We were always going to have the past hanging between us.

But maybe, just maybe, she was erecting a bridge that I would not be so opposed to crossing.

“I like Scott,” I said, and for the first time I was admitting something I valued deep inside me to the woman who borne me. “I want to be with him, away from the public eye.”

Her hand gripped the wine glass she was holding, “He’s not a bad-looking guy.”

“He’s a good guy,” I said, saying more than I ever thought I’d ever say in front of her. “He makes me feel special. I don’t love him for his looks.”

Love?

God. Do I love him?

Yes, yes I do.

“That’s a pretty strong word, darling.

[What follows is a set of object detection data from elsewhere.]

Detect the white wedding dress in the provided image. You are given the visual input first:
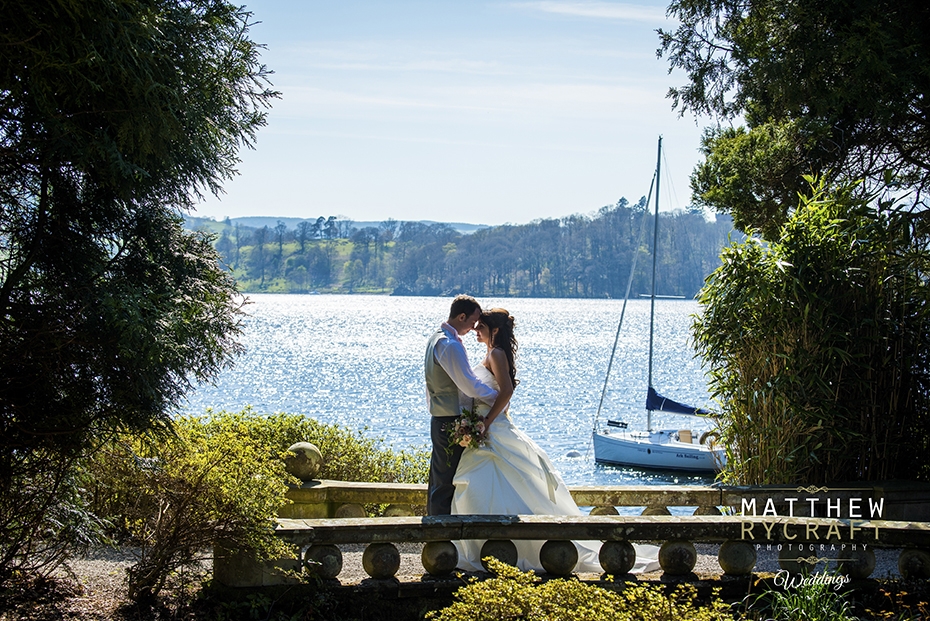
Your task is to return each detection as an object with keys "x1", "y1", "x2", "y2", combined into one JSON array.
[{"x1": 452, "y1": 365, "x2": 659, "y2": 573}]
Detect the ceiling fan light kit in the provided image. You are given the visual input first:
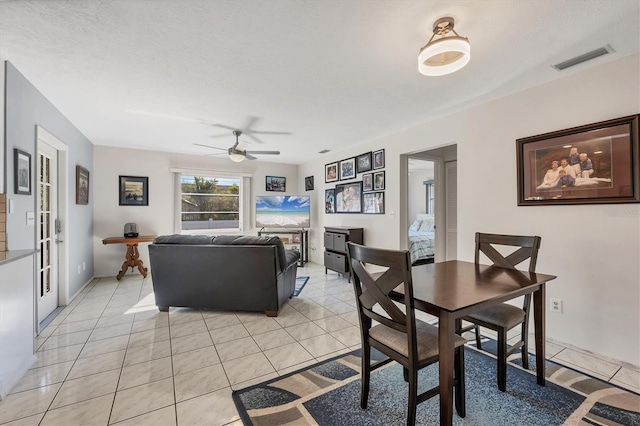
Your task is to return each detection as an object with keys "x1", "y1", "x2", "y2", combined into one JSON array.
[{"x1": 418, "y1": 17, "x2": 471, "y2": 76}]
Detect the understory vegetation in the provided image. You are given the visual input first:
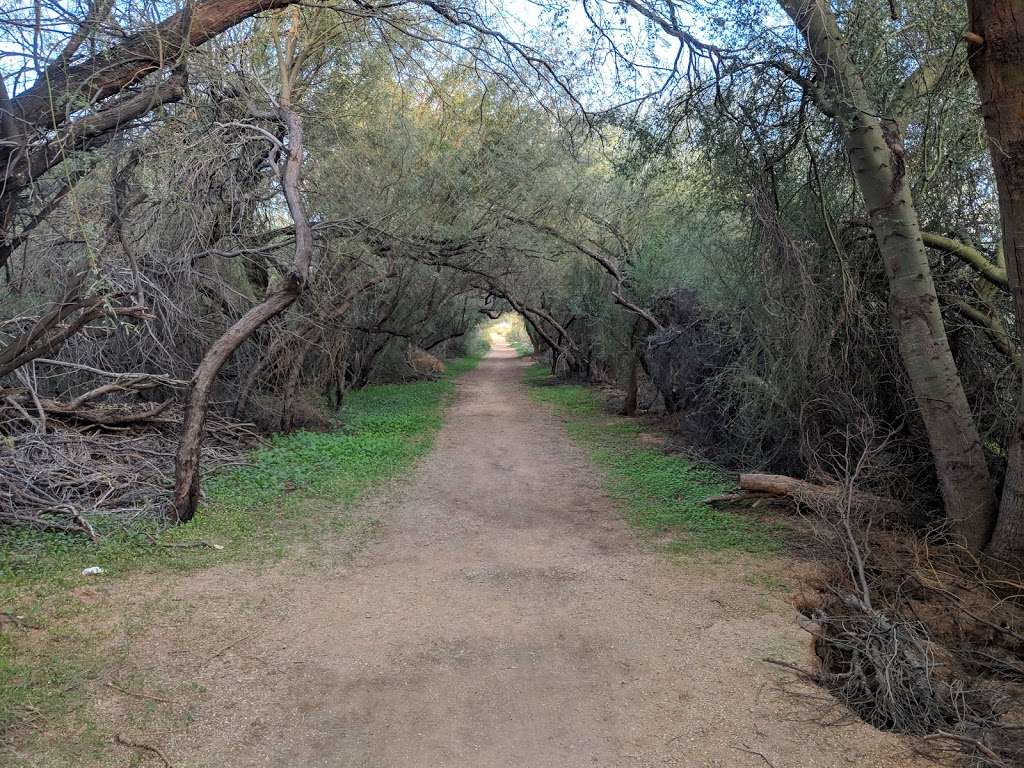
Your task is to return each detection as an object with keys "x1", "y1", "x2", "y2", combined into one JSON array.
[
  {"x1": 0, "y1": 352, "x2": 485, "y2": 741},
  {"x1": 526, "y1": 366, "x2": 782, "y2": 554},
  {"x1": 0, "y1": 0, "x2": 1024, "y2": 765}
]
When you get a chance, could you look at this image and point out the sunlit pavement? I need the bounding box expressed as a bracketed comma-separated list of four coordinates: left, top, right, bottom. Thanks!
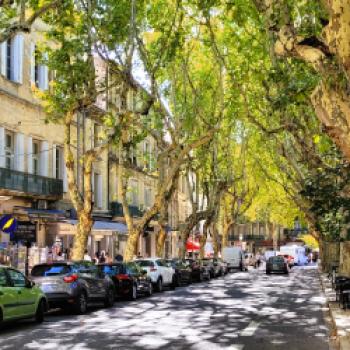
[0, 267, 328, 350]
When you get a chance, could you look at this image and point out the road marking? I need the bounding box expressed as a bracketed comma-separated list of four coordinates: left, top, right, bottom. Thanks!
[241, 321, 260, 337]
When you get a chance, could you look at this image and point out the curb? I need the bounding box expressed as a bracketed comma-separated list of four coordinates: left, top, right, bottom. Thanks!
[318, 269, 350, 350]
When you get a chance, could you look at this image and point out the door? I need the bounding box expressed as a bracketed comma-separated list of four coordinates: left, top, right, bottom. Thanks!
[7, 269, 37, 316]
[0, 268, 17, 320]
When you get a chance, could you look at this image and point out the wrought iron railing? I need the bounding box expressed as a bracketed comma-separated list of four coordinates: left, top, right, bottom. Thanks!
[0, 168, 63, 197]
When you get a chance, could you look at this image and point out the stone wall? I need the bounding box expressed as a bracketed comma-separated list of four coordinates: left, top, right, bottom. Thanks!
[320, 241, 340, 272]
[339, 242, 350, 276]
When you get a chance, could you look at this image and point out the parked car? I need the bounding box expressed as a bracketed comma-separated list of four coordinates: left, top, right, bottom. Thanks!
[0, 265, 47, 325]
[222, 247, 246, 271]
[98, 262, 153, 300]
[202, 258, 222, 278]
[31, 261, 114, 314]
[166, 259, 192, 287]
[266, 256, 289, 275]
[135, 258, 176, 292]
[185, 259, 210, 282]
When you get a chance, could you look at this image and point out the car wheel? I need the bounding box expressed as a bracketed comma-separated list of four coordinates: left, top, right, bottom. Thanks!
[74, 292, 87, 315]
[35, 300, 45, 323]
[156, 278, 163, 293]
[128, 284, 137, 301]
[170, 275, 179, 290]
[104, 288, 114, 307]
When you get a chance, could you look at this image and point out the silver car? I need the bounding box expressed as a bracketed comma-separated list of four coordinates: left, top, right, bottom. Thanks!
[31, 261, 114, 314]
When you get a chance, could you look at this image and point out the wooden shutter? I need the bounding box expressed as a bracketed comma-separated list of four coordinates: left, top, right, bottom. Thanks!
[14, 133, 24, 171]
[0, 127, 6, 168]
[27, 136, 33, 174]
[0, 41, 7, 76]
[39, 141, 49, 176]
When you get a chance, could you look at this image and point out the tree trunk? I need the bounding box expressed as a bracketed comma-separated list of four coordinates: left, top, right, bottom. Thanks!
[72, 210, 93, 261]
[156, 225, 166, 257]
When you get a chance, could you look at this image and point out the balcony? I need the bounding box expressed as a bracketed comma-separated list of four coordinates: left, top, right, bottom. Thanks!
[111, 202, 143, 218]
[0, 168, 63, 199]
[228, 234, 266, 241]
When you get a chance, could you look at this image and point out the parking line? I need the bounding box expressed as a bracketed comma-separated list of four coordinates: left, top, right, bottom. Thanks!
[241, 321, 260, 337]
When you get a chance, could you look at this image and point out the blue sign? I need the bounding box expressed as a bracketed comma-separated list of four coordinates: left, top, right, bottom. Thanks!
[0, 215, 17, 234]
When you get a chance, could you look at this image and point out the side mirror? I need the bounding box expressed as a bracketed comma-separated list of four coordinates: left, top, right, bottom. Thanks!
[26, 280, 35, 288]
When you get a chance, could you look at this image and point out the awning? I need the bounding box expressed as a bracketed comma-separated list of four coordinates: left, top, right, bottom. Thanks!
[67, 220, 128, 233]
[13, 206, 67, 221]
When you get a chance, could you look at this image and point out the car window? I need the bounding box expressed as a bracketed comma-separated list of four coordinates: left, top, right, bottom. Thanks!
[0, 269, 9, 287]
[156, 259, 167, 267]
[135, 260, 154, 267]
[31, 264, 71, 277]
[7, 269, 26, 287]
[102, 264, 124, 275]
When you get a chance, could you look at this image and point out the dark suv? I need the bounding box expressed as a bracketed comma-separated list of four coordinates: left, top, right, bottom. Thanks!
[31, 261, 114, 314]
[98, 262, 153, 300]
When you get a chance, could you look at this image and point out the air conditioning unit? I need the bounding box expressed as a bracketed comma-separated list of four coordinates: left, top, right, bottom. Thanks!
[37, 199, 47, 209]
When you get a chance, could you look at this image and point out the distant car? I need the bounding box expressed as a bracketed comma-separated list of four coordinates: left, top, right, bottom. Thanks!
[98, 262, 153, 300]
[266, 256, 289, 275]
[0, 265, 47, 325]
[185, 259, 210, 282]
[135, 258, 176, 292]
[166, 259, 192, 287]
[202, 258, 222, 278]
[31, 261, 114, 314]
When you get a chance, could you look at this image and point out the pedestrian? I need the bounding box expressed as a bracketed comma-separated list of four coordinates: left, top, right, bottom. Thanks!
[115, 253, 123, 262]
[106, 253, 113, 264]
[84, 249, 92, 261]
[98, 250, 106, 264]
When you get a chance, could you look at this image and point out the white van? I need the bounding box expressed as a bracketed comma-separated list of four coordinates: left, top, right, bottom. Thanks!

But you’re already special.” Her voice exuded warmth, one that had been lacking for all the time I’d been wishing it for, “He’s a good athlete, Tre told me.”

I was still staggering from my admission, but I had to keep talking.

“He’s more than that... He understands me.” The words kept spilling out of me, and I let them, hoping that maybe she wasn’t putting up a front to bribe me into establishing a relationship with her. I’d wanted it for so long, but like some of the dreams I’d had with her and my father, I’d buried them in a pile that I hadn’t planned on digging up at all.

“I’m glad. Being in public doesn’t have to be a burden. You can use it to your advantage. Or you can just tolerate it to be with the man you want to be with.” A small smile crinkled her eyes; my mother had always been a beauty. And right now, her beauty was magnified ten times by the softness that her smile generated. She’d never smiled like that with me. Or if she did, I’d forgotten since it had been so long. “You deserve the best.”

In return, I gave her my words, “I’ll spend a summer in Italy. I’ll let you know when, but not anytime soon.”

“Okay. Fair enough.” With those words, she’d sealed a deal that I didn’t know I’d be making before I stepped into La Pierre, and a lightness that hadn’t been there every time I saw my mother, started to bloom inside me.